Over the past month, I’ve been working to add the capability for Compute Studio (C/S) to host plots made with Dash/Plotly and Bokeh. This work also paves the way for supporting Shiny and other plotting libraries.
For quite some time, I've admired how easy and fast it is to create
valuable tools for exploring data using Bokeh or Dash. It makes me
incredibly excited that C/S can now host apps created with them.
This is also a way for C/S to meet develepers where they are by
supporting the tools that they already use every day.
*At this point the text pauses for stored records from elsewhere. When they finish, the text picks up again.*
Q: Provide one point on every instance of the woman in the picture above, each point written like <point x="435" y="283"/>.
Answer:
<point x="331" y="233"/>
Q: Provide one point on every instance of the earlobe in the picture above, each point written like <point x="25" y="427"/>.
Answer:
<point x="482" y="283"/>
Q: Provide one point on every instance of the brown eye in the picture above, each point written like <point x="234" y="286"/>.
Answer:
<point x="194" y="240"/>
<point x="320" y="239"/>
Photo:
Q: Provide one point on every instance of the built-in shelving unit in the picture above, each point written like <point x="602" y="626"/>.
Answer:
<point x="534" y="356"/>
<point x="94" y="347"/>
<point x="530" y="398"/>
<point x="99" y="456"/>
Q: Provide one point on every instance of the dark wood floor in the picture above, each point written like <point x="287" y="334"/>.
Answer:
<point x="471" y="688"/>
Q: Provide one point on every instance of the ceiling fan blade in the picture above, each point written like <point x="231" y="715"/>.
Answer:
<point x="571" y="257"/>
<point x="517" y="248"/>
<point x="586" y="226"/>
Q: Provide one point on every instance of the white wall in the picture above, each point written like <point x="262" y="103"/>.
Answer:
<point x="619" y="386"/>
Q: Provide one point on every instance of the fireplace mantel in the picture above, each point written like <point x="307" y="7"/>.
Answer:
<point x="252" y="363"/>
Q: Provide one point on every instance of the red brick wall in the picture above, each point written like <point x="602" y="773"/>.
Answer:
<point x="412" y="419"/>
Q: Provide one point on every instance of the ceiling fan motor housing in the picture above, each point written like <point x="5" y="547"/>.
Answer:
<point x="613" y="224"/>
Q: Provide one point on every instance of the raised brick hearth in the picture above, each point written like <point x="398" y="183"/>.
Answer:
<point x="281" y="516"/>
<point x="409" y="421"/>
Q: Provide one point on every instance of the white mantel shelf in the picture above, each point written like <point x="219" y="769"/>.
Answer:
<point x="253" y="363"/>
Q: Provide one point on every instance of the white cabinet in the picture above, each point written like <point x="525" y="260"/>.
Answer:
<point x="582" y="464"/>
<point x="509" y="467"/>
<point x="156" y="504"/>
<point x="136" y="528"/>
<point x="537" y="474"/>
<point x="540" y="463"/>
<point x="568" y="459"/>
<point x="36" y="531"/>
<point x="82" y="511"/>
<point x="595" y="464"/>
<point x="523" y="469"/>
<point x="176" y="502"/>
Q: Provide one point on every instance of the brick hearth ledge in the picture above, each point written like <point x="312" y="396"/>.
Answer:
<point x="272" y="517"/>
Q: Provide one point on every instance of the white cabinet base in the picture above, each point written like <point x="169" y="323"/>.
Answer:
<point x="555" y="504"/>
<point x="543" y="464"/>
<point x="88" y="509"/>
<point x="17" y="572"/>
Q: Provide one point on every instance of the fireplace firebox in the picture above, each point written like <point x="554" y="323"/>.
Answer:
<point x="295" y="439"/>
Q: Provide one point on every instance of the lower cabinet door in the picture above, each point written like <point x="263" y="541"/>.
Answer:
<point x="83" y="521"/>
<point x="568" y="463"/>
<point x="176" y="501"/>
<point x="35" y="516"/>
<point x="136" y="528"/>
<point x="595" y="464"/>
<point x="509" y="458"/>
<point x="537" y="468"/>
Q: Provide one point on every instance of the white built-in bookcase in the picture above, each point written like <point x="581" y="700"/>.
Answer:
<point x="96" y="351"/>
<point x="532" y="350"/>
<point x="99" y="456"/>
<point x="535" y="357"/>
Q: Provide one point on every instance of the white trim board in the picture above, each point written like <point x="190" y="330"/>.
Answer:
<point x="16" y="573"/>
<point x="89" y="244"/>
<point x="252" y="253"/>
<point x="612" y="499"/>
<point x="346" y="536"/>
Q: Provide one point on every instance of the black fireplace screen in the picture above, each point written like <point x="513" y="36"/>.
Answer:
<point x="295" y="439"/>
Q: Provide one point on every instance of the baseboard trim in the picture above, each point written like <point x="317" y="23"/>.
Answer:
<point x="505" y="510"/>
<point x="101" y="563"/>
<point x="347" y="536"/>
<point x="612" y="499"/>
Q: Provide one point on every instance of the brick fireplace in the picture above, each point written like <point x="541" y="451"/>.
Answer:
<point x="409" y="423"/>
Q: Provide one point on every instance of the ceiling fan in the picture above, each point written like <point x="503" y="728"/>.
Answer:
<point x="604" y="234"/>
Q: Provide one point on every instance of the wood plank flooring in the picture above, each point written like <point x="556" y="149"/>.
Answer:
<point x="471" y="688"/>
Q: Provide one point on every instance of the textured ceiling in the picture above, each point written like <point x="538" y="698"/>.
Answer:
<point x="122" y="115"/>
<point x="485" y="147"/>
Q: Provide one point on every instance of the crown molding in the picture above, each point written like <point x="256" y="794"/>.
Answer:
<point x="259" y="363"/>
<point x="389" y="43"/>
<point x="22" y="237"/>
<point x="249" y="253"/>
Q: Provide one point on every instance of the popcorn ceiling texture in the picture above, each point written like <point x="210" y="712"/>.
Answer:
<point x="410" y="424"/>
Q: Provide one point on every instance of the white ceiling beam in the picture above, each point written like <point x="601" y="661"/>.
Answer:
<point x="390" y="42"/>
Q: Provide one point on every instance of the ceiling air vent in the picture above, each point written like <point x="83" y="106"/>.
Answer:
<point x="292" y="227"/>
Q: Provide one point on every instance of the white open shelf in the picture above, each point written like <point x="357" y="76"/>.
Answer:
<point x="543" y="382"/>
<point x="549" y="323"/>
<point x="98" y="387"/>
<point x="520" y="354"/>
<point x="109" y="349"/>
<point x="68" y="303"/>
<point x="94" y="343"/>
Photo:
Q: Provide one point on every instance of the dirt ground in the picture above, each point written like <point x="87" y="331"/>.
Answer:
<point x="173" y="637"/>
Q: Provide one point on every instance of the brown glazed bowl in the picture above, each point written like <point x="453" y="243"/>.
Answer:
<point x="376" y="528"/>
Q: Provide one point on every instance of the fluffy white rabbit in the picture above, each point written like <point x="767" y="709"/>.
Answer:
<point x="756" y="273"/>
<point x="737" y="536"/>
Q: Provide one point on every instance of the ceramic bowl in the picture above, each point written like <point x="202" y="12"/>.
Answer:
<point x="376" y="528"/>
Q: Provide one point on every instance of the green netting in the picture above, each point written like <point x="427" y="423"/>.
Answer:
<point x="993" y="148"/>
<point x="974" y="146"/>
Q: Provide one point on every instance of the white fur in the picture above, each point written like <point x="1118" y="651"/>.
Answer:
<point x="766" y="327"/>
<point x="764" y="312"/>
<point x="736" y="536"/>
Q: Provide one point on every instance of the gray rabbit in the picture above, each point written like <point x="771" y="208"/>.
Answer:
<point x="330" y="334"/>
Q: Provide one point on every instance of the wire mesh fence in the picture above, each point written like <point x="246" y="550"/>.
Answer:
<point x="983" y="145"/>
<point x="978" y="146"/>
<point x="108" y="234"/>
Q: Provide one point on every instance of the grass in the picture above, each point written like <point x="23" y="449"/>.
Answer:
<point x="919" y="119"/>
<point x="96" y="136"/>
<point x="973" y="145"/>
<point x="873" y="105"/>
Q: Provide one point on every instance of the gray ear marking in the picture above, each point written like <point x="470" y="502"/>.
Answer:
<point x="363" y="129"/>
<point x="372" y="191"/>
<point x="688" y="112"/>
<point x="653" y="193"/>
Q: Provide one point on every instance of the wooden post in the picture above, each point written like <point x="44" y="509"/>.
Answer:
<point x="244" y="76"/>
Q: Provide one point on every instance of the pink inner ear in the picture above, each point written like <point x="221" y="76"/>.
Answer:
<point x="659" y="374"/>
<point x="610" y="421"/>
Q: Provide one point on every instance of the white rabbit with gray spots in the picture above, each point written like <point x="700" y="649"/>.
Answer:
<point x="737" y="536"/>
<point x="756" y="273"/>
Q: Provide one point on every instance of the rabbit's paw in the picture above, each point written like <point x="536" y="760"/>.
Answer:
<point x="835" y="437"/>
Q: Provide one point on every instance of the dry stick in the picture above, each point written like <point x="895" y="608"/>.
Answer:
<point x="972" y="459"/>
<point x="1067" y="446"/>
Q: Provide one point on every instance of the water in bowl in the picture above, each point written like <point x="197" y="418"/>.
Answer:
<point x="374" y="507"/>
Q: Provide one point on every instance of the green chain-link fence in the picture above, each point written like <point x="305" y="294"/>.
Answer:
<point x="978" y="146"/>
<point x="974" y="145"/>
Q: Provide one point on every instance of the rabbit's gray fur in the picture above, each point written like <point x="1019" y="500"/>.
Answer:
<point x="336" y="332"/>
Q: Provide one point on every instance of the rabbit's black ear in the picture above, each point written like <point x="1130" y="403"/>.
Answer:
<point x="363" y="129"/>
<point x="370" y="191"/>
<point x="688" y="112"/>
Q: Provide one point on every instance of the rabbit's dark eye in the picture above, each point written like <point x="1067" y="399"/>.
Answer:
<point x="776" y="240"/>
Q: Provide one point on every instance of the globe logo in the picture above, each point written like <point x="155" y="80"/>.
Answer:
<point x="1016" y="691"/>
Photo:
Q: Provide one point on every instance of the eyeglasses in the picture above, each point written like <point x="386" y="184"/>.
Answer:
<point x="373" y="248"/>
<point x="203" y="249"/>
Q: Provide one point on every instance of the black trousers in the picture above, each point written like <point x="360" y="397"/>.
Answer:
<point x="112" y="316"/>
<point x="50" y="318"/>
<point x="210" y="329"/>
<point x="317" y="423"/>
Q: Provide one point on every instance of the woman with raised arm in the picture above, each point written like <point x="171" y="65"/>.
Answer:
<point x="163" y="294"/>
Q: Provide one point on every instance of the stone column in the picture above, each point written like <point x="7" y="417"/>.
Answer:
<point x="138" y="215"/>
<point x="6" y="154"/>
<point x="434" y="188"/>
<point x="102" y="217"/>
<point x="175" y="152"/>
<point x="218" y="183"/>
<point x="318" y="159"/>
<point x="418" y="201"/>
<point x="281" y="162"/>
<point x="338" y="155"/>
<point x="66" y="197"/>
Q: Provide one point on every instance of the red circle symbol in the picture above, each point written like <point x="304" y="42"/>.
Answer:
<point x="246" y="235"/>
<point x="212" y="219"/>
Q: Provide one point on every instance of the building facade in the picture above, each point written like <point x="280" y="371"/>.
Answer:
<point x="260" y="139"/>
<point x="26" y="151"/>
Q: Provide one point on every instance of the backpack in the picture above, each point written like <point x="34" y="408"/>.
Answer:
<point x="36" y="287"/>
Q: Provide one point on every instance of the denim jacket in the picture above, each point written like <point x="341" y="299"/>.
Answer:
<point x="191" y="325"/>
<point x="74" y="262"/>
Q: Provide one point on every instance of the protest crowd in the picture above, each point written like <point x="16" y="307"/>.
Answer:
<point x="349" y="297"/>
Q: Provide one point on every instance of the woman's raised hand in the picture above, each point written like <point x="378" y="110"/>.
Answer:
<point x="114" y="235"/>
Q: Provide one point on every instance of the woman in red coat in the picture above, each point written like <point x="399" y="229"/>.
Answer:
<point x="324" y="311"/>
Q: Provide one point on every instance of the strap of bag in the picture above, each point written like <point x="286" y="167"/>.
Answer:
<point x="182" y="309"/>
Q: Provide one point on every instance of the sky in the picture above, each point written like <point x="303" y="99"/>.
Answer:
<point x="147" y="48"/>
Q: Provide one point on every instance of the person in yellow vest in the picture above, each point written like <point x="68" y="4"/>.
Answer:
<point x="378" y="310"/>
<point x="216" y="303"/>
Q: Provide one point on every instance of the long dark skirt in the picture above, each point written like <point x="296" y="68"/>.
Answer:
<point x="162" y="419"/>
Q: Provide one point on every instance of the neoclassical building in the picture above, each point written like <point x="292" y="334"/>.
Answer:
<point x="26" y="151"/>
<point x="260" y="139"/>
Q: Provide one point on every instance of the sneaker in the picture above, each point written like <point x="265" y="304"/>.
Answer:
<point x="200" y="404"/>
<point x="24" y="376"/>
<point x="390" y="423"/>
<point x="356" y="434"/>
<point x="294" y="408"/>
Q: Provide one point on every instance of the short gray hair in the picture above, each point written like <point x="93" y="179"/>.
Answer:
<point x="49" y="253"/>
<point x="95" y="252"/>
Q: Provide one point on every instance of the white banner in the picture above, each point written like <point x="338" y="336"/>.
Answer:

In turn, C/S
offers them the capability to share their work with colleagues,
friends, or the public at large.
As always, publishing apps on C/S is free, but either the app
developer, app sponsor, or app user must pay for the compute costs.
One of the requirements when building this out was to make sure that
the apps are only running when they are being used. This resulted in
a low-cost way for developers to deploy and share their Bokeh and
Dash/Plotly creations.
If you read this and are interested in publishing your own app on C/S,
head on over to the
Publish page. Not sure
where to get started? Send me an email at [email protected] and I'll
walk you through the publishing process.
Step 1: Run a Dash app in Kubernetes
One of the things that I’ve learned in the short time that I’ve
been working with Kubernetes is that you should start simple and
check your progress often. So before I started trying to automate
anything with the Kubernetes Python API, I created a couple basic
YAML files describing the Deployment
, Service
, and Ingress
objects needed to serve my example project.
Once I got this to work, I knew that I was going in the right
direction and could more confidently write the Python code required
to automatically create the necessary Kubernetes objects.
Step 2: Automate publishing a Dash app in Kubernetes
Next, I translated the YAML files into a new Server
class in the cs_workers
package to be used to automatically create, delete, and check the
status of visualization deployments and services.
from cs_workers.models.clients import Server
viz = server.Server(
owner="hdoupe",
title="myviz",
tag="v1",
callable_name="start_dash_server",
incluster=False,
)
viz.create()
viz.ready_stats()
viz.delete()
Step 3: Embed the Viz!
After starting at the low-level of just
getting the visualization server running and viewing it in my
browser. I needed to see it embedded on a C/S webpage. Beyond just
being excited, this was a helpful sanity check to make sure that
embedding it as an IFrame was the right approach.
Next, it was time to share some early progress. I deployed it to
the C/S development site and got a big message from my browser
saying that I had a problem, specifically an HTTPS problem. For good
reason, you can’t embed a link on a site with HTTPS turned on if the
embedded link does not support HTTPS. So, I set about learning how
to add TLS to a service in a Kubernetes cluster.
Step 4: Enter Traefik
Traefik
is a routing service that can be deployed several ways including
with Docker and Kubernetes. Traefik routes traffic from your domain
to your services based on simple rules such as:
Host(`viz.compute.studio`) && PathPrefix(`/hdoupe/ccc-widget/dash/`)
which corresponds to this URL: viz.compute.studio/hdoupe/ccc-widget/dash/
.
Further, it’s straightforward to integrate with your DNS provider
and Let’s Encrypt to make your routes secure with TLS and HTTPS.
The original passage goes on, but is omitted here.